ハロハピ、個性的な面子揃ってますよね。
一小節目~嫌い~
いつからだったか。僕があの子の事を一人の女の子と意識し始めたのは。天真爛漫で、家がお金持ちなのに少しも驕らず、いつもみんなの輪の中心にいた彼女。
小学生だった時の僕はそれがちょっとだけイヤだった。

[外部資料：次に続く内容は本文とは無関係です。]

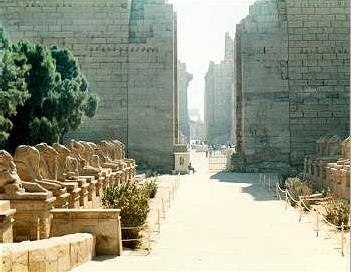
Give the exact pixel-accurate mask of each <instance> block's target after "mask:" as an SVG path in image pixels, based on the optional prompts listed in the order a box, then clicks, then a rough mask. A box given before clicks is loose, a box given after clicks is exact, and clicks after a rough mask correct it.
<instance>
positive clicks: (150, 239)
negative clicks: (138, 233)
mask: <svg viewBox="0 0 351 272" xmlns="http://www.w3.org/2000/svg"><path fill="white" fill-rule="evenodd" d="M147 237H148V239H147V251H148V253H149V254H150V251H151V230H150V227H148V228H147Z"/></svg>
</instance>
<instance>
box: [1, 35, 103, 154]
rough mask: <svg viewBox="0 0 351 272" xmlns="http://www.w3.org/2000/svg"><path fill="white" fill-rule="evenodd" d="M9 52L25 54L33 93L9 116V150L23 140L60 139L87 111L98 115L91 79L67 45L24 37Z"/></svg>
mask: <svg viewBox="0 0 351 272" xmlns="http://www.w3.org/2000/svg"><path fill="white" fill-rule="evenodd" d="M8 52H9V53H10V54H18V55H20V56H23V58H24V59H25V60H26V63H25V65H26V66H28V67H30V69H29V70H28V72H27V75H26V77H25V83H26V87H27V92H28V93H29V94H30V97H29V98H28V99H27V100H26V101H25V103H24V104H23V105H19V106H18V107H17V114H16V115H14V116H12V117H11V118H10V121H11V122H12V124H13V128H12V130H11V133H10V137H9V139H8V148H9V149H10V150H12V151H13V150H14V149H15V148H16V147H17V146H18V145H20V144H31V145H34V144H37V143H40V142H47V143H49V144H52V143H55V142H59V141H61V140H62V137H63V136H64V134H65V133H67V132H68V131H70V130H75V129H77V128H78V126H79V125H80V123H81V121H82V117H83V116H84V115H86V116H88V117H93V116H94V115H95V112H96V110H97V107H98V99H97V97H96V96H95V95H93V94H91V93H90V92H89V91H88V82H87V80H86V78H85V77H84V75H83V74H82V73H81V71H80V69H79V64H78V62H77V60H76V59H75V58H74V56H73V54H72V53H71V52H70V51H69V50H68V49H61V48H58V47H51V48H48V47H46V46H44V45H41V44H31V43H29V42H27V41H21V42H18V43H16V44H13V45H12V46H10V47H9V49H8ZM4 91H7V89H5V88H4ZM92 101H93V102H92ZM87 108H88V109H89V112H88V111H87Z"/></svg>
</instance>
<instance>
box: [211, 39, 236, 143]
mask: <svg viewBox="0 0 351 272" xmlns="http://www.w3.org/2000/svg"><path fill="white" fill-rule="evenodd" d="M225 41H226V52H225V57H224V60H223V61H222V62H221V63H220V64H215V63H214V62H210V64H209V68H208V72H207V74H206V77H205V82H206V86H205V131H206V140H207V141H208V144H211V145H215V144H220V145H222V144H229V143H231V131H232V124H233V121H232V117H233V114H232V111H233V105H232V96H233V72H234V59H233V49H234V48H233V40H232V38H231V37H230V36H229V34H228V33H227V34H226V40H225Z"/></svg>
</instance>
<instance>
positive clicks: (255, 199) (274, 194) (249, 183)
mask: <svg viewBox="0 0 351 272" xmlns="http://www.w3.org/2000/svg"><path fill="white" fill-rule="evenodd" d="M211 179H213V180H216V182H225V183H232V184H235V183H236V184H245V185H246V186H242V187H241V192H242V193H243V194H249V195H251V196H252V197H253V198H254V200H255V201H272V200H277V198H276V197H275V193H273V192H269V191H268V190H267V189H265V188H263V185H261V184H260V183H259V174H256V173H228V172H218V173H216V174H214V175H212V176H211ZM272 181H274V182H277V181H278V176H277V175H276V176H274V177H273V178H272Z"/></svg>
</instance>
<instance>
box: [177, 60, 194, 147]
mask: <svg viewBox="0 0 351 272" xmlns="http://www.w3.org/2000/svg"><path fill="white" fill-rule="evenodd" d="M192 79H193V75H192V74H190V73H188V72H187V70H186V64H185V63H182V62H178V94H179V131H180V132H181V134H182V135H183V137H184V142H183V143H187V142H189V141H190V126H189V122H190V120H189V112H188V87H189V84H190V82H191V80H192Z"/></svg>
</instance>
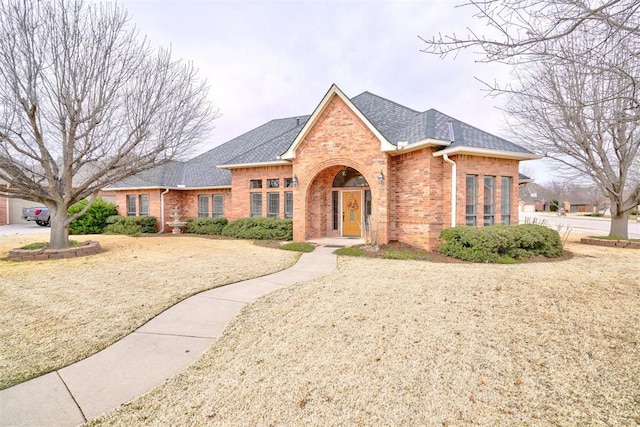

というのも僕自身が割りとカースト上位層にいたこともあって彼女の存在は目の上のたんこぶだった。
そんなある時、僕はある場面に遭遇する。
「おい」
「なにかしら?」
「おまえんち、金持ちなんだろ」
「そうみたいね・・・でも、それがどうしたの?」
「じゃー今から俺達になんか買ってこいよ」
偶然図書委員の仕事で学校に残っていた僕は荷物を取りに教室に戻ったとき、彼女は他クラスの男たちに囲まれていた。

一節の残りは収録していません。